There are lots of ways to automate that change, you could e.g. just script it, or if you use a git clone directly, you could just use your own local branch and rebase that onto upstream (which won't ever conflict unless THEY change the shebang).

I'm also not sure what you mean by "official". Doesn't sound very "official" to me. Maybe they should fix whatever issue makes them depend on one specific python version...
 
There are lots of ways for a user who know what they're doing to deal with it, yes, but I was looking for a solution that would work for everyone and not just me.

By official I meant something good for general public release. Modifying the interpreter is a temporary solution and people only install the init script once so it would cause issues in the future to do it that way.

I'm sure they will fix the issue at some point, but for now, freebsd is pretty much the only OS affected by the problem(from what I read at least) since python doesn't ship(yet at least) with a problematic(for them) sqlite3 version and it is a very recent problem(even though it's been expected this would happen for about a year or so on freebsd if I remember right). The quick fix is to use python 3.12+ but with an older sqlite3 version, it'll support many more.

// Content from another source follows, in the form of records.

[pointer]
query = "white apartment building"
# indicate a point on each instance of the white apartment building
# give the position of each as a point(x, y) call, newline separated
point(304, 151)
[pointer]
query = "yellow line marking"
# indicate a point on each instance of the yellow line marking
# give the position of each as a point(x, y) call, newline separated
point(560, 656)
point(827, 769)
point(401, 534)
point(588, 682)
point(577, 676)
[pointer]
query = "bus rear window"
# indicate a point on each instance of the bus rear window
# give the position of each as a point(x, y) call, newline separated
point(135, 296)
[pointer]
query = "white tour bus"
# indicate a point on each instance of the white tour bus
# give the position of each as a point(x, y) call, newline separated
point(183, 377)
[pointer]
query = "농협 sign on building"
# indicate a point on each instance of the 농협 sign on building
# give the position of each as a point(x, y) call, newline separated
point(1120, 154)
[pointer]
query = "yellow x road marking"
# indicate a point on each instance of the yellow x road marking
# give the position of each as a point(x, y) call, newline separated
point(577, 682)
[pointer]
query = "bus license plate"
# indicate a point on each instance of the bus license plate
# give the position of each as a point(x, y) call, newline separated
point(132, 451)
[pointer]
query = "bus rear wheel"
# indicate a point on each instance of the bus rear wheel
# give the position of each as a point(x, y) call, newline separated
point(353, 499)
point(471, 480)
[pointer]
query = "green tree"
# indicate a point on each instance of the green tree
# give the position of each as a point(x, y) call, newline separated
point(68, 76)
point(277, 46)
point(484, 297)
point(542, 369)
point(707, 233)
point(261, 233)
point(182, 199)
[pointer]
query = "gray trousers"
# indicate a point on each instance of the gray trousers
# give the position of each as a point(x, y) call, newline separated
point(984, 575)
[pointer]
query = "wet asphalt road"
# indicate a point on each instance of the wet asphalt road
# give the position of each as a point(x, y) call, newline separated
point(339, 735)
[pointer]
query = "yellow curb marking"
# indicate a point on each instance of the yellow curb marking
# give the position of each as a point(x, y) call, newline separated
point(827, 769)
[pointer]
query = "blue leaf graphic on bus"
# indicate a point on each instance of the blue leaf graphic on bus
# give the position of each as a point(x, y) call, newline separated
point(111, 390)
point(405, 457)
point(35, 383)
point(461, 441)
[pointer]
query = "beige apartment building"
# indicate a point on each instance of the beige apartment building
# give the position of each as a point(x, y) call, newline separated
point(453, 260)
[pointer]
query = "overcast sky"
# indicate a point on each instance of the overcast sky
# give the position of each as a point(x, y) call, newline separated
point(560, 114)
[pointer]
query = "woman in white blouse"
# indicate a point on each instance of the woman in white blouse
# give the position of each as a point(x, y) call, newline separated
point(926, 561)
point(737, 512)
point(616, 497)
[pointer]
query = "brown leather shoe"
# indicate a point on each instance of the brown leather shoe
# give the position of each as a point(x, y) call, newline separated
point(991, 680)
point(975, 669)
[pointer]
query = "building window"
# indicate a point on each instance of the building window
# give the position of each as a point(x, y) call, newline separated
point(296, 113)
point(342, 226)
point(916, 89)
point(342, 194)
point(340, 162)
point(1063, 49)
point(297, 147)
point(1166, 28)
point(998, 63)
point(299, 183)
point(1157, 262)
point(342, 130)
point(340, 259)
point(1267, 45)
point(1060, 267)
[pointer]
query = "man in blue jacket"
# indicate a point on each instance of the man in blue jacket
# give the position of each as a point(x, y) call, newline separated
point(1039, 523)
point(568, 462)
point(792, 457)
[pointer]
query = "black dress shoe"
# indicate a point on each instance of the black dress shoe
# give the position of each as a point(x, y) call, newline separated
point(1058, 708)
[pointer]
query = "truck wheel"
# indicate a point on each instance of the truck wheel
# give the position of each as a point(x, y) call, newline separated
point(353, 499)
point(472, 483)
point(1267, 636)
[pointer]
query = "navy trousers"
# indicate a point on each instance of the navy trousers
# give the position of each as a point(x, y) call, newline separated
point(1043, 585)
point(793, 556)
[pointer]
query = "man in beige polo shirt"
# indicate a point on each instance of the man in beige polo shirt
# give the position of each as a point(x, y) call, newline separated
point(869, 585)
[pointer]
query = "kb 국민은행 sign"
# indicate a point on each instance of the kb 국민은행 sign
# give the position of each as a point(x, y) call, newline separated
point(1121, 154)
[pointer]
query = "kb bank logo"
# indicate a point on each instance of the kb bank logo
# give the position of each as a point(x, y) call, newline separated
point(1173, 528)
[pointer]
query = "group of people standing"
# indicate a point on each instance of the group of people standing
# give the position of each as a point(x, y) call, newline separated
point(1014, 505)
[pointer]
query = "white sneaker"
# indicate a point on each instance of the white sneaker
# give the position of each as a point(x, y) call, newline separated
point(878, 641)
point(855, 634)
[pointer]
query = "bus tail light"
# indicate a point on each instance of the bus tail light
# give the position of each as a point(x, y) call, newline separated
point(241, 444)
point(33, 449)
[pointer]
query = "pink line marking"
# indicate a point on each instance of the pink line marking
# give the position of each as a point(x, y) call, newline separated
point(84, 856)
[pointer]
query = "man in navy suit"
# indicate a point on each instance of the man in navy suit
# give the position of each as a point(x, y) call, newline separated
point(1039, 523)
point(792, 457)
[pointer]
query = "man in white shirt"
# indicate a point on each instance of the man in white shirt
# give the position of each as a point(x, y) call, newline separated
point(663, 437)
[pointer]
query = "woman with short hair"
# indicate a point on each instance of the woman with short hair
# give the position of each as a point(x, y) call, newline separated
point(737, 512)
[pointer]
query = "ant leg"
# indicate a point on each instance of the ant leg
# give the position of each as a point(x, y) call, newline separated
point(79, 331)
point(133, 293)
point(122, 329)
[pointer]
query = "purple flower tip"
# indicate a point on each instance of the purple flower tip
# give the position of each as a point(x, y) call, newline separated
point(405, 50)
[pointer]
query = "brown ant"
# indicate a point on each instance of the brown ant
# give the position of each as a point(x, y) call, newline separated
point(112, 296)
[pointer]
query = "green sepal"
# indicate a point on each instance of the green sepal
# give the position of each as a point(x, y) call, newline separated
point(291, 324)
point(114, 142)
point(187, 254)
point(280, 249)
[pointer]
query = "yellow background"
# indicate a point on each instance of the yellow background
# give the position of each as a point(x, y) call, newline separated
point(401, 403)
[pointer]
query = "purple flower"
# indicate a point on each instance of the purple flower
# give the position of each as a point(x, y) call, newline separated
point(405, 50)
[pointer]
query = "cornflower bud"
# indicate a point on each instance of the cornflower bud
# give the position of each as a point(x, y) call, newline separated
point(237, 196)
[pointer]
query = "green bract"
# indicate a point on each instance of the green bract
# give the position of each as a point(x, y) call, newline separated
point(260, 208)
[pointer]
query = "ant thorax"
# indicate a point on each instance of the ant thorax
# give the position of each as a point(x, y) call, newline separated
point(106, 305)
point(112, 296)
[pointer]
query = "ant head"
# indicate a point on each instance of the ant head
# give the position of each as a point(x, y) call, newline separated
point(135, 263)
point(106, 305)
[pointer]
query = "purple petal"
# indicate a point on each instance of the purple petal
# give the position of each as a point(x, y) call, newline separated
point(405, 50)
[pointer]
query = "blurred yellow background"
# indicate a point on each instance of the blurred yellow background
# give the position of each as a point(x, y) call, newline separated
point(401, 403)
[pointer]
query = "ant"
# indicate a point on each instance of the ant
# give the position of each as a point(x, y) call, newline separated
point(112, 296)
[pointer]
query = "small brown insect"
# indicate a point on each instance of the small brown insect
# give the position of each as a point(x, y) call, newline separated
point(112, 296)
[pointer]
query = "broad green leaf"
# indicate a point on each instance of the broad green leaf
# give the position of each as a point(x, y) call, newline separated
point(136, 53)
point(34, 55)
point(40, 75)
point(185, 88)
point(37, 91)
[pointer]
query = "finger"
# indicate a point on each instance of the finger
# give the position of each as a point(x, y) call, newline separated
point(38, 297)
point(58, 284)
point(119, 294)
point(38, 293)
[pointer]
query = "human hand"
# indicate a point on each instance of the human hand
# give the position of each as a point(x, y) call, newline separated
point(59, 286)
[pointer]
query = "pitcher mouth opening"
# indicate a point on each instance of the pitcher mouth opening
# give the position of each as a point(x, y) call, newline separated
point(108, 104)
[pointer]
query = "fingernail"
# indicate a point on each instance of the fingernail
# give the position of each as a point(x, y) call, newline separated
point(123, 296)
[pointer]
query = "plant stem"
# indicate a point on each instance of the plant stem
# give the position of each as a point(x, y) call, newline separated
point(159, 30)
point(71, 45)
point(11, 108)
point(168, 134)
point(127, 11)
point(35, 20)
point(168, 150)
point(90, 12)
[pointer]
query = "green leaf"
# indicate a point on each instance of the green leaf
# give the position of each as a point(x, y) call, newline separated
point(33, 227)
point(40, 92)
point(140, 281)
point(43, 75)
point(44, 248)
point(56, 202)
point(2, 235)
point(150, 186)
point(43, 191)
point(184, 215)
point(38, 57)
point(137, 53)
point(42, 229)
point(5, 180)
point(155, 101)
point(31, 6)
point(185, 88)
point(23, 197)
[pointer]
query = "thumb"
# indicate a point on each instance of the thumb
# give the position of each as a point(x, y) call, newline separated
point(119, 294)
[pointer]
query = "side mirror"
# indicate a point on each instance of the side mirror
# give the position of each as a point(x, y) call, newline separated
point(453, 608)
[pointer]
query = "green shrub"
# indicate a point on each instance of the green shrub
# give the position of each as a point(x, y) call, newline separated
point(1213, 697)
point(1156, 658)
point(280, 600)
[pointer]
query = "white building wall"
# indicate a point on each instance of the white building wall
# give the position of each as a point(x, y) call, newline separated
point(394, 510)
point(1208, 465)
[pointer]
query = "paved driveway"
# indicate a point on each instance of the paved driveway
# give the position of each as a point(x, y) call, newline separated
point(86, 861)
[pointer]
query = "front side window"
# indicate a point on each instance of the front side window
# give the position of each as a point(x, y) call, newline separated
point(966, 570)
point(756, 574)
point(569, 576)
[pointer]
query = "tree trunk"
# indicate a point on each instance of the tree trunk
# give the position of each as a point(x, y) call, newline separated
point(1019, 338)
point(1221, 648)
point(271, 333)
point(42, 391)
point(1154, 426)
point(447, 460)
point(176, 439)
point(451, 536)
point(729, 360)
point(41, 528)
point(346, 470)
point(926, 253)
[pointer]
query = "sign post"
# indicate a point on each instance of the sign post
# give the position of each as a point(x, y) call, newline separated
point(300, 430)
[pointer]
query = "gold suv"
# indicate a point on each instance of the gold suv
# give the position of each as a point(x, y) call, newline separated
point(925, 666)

I started this thread because I(and the dev I was talking to about this) was very surprised that rc.subr has a specific parameter for the interpreter but completely ignores it when it's time to execute the service. It seemed like a bug to me so I wanted to verify if that was the case or not and find the right way to do it and I now see it is the expected behavior and there is no implemented way around it in rc.subr that keeps specifying it optional.